The architecture of Process Builder is based on a model-driven principle: everything — logic, layout, navigation, and user interaction — is described as metadata rather than code.
These definitions are stored in the P4 database and dynamically interpreted by the platform engine. This makes applications instantly deployable, version-controlled, and evolvable without recompilation or downtime.

At a high level, the Process Builder is composed of five interconnected layers, each responsible for a different aspect of application definition. Together, they form a complete no-code ecosystem.

1. Flow Builder – Process Logic Layer

The Flow Builder defines the logical behavior of the system — how data are loaded, processed, and stored.
It allows users to build process flows as visual graphs composed of nodes such as Start, Load Object, Condition, or End.

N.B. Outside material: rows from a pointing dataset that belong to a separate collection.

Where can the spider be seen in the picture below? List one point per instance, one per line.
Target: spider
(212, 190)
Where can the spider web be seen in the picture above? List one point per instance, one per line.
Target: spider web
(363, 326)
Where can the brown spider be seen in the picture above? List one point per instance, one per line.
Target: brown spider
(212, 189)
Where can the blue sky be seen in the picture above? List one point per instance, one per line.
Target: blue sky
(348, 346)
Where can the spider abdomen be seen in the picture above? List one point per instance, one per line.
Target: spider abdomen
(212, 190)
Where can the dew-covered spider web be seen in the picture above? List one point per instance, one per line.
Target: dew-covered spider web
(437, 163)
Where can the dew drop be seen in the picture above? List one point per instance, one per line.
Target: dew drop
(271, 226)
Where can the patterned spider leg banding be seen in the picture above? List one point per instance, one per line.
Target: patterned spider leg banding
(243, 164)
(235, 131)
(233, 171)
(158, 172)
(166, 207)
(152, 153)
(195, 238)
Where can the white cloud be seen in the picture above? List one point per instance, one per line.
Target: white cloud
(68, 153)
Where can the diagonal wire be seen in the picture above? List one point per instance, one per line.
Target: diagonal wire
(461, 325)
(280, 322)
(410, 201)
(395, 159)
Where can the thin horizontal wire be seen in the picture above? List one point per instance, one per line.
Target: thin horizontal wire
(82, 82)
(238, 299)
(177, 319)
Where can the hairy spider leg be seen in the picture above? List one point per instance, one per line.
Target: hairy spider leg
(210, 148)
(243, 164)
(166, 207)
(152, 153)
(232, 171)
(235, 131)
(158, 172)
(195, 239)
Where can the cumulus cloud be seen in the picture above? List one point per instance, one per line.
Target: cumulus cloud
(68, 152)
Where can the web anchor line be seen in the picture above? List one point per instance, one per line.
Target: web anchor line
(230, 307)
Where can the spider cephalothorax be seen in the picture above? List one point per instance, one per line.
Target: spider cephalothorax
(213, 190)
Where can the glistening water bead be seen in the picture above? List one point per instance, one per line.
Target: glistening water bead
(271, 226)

Each node performs a specific operation, and the result of one becomes the input for the next.
Flows can represent anything from a simple data load to a multi-step transactional workflow. They execute in memory to ensure consistency and reliability before any data are written to the database.

2. Widgets – UI Logic Layer

Widgets describe what happens in the user interface — actions, reactions, and interactive behavior.
A widget can, for example, define that clicking a button opens a dialog or triggers a flow. It is the connective tissue between the visual layer and the logical layer, allowing data and processes to communicate seamlessly.
Widgets are reusable and parameterized, supporting visibility rules, triggers, and data bindings.

3. Layouts – Page Composition Layer

A Layout defines how visual and logical elements are arranged on a page.
It acts as a template that determines the structure of dashboards, forms, or detail pages. Layouts contain widgets, components, and references to flows, defining both appearance and behavior.
Because layouts are reusable, a single design can serve multiple application pages or modules.

4. Application Structure – Module Hierarchy Layer

The Application Structure describes how pages and modules are organized in the system.
It defines the navigation hierarchy — which modules exist, what pages they contain, and how users move between them. This structure provides the foundation for routing, permissions, and contextual navigation.

5. Components – UI Building Blocks

Components are the smallest reusable visual elements: input fields, buttons, tables, charts, lists, and so on.
They ensure consistent design and behavior across all applications built in Process Builder. Components are referenced inside layouts and widgets and are maintained in a central library.


Interconnection of Layers

Each layer is metadata-linked to the others:

  • A Widget may invoke a Flow.

  • A Layout may contain multiple Widgets.

  • An Application Structure references Layouts to build navigation.

This interconnected model allows the platform to interpret the entire application tree dynamically, maintaining logical integrity between data, UI, and user actions.

Execution Model

When a user interacts with the system — for example, by clicking a button — the platform resolves which widget, flow, and layout definitions are involved. It executes the process in memory, applies data bindings, and updates the interface instantly.
This runtime interpretation is what makes P4 a living application rather than a static one.